People who donated sperm or eggs to help infertile couples have babies were able to remain fully anonymous for decades.
That was until this year, when the first children born from sperm and egg donations will turn 18, and be allowed information like the name, date of birth and last known address of their donor, if they want to track that person down.
However the Human Fertilisation and Embryology Authority (HFEA), which regulates the fertility industry, now suggests donors should not be anonymous at any point after their biological child is born.
People who donated sperm or eggs to help infertile couples have babies were able to remain fully anonymous for decades.
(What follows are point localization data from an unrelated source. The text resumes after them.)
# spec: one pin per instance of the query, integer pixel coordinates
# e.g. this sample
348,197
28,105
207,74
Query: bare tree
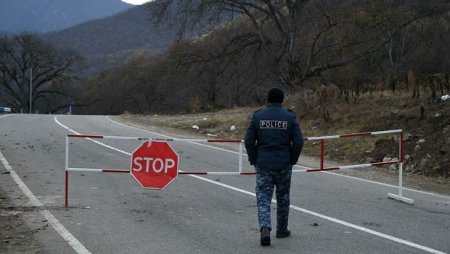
304,38
25,57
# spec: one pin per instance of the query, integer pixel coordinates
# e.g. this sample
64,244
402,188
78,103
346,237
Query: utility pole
31,86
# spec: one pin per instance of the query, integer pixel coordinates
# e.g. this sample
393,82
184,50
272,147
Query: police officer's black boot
265,237
283,233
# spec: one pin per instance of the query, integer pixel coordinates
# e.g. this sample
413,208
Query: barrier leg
240,157
66,190
66,177
400,197
322,148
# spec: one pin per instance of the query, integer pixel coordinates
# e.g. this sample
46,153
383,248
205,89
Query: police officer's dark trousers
266,180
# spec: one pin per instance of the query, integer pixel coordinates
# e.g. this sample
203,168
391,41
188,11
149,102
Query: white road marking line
4,116
62,231
329,173
341,222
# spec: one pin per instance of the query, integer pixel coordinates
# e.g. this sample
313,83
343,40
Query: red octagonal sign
154,165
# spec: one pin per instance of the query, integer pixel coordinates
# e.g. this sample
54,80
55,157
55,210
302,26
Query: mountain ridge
52,15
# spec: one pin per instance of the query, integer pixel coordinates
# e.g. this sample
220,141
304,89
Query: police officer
274,142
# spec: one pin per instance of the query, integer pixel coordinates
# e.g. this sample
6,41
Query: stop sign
154,165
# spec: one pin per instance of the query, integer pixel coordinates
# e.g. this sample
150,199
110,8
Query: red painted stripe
83,136
192,173
224,141
323,169
384,163
115,171
364,134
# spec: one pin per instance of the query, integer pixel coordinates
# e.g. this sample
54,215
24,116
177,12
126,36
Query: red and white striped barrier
322,139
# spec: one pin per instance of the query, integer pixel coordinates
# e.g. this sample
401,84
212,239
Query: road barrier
240,171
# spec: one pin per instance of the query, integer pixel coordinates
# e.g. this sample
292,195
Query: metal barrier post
66,181
400,197
240,157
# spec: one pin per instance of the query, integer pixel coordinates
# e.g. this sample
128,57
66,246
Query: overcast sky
136,2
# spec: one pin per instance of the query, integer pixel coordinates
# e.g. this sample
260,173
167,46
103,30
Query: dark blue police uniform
274,142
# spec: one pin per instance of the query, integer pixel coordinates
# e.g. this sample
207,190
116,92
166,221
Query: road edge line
52,220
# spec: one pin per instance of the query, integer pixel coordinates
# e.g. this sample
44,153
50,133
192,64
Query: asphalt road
111,213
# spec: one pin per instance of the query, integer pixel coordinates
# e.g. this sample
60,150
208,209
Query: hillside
425,122
51,15
110,41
That was until this year, when the first children born from sperm and egg donations will turn 18, and be allowed information like the name, date of birth and last known address of their donor, if they want to track that person down
The argument is that the biological children of donors and their families can often find them anyway, using DNA-testing websites which reveal genetic relatives, and social media groups set up to help people trace donors and ‘donor siblings’ who were born with the help of the same person.
Julia Chain, chair of the HFEA, said: ‘Nowhere in this field has the pace of social and technological change been more rapid than in the growing popularity of direct-to-consumer DNA testing and social media, with a lasting impact on donor anonymity. ‘We need to balance the law with what is taking place in reality.
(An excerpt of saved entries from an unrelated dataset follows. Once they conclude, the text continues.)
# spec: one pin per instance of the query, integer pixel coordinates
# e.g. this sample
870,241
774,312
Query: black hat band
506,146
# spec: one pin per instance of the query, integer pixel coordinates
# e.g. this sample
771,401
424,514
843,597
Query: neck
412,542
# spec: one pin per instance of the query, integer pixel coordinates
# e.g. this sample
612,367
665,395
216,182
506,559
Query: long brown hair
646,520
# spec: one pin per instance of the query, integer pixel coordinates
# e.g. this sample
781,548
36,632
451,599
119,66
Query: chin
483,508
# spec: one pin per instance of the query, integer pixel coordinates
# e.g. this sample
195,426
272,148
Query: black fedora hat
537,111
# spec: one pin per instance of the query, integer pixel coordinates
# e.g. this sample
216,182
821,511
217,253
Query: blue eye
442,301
‘We recommend the law is changed so that parents can find out who a donor is from the birth of a child.
‘Our proposal reflects the fact that the current system, where identifiable information about a donor is disclosed to the donor-conceived person at 18 and only upon request, can no longer effectively keep up.
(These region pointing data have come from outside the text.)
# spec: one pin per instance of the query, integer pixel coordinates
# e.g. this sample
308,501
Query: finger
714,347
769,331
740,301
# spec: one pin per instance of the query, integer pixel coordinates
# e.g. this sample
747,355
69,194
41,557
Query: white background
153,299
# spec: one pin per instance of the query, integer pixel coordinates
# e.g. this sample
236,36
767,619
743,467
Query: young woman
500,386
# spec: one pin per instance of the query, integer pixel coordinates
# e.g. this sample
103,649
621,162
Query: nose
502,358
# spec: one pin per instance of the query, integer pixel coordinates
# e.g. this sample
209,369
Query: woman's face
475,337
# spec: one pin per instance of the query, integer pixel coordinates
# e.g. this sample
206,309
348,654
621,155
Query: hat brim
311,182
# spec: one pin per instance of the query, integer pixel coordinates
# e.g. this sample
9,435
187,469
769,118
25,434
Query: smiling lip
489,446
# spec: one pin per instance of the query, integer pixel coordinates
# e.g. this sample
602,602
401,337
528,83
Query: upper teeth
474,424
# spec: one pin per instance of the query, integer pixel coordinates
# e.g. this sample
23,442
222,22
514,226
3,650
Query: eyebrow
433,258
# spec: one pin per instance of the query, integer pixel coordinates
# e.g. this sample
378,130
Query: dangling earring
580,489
‘We know this a significant departure, and so a gradual approach to reach this position may be best, but it should be the aim to future-proof the law.’
The suggestion is one of a raft of recommendations being made by the regulator, after it was asked by former health ministers Lord Bethell and Maria Caulfield to look at how to update the Human Fertility and Embryology Act.
Since being created in 1990, this legislation has only been amended once, in 2008.
This suggests the Government will carefully consider the new proposals being made by the HFEA, which is an arms-length organisation linked to the Department for Health and Social Care.
The regulator also wants the power to fine clinics where necessary, and warns it currently has ‘no enforcement tools’ to tackle unproven ‘add-ons’ offered alongside fertility treatment.
These are often expensive additional procedures offered to infertile couples and women, many of which have little evidence behind them, which can harm patients financially and in some cases risk harming their health too.
The recommendation affecting sperm donors is important, as the number of single women having fertility treatment has leapt from just 490 in 2000 to 4,300 in 2021, alongside a rise in same-sex female couples starting a family.
Many women who are older and unable to conceive also use eggs donated by a younger woman, and these egg donors would also lose anonymity under the recommendation.
However past sperm and egg donors would remain anonymous under the proposal, and the HFEA says parents should not be legally required to tell their children that they were conceived using a donor, although telling them should continue to be encouraged by fertility clinics.
The regulator does accept that some parents may value the 18 years in which their child is not given information about their donor, and wish to use that time to prepare their child for finding out about them in the future.
So it says the recommendation could only be adopted after in-depth discussions, and advises counselling for all people considering using a donor, and for the donors too.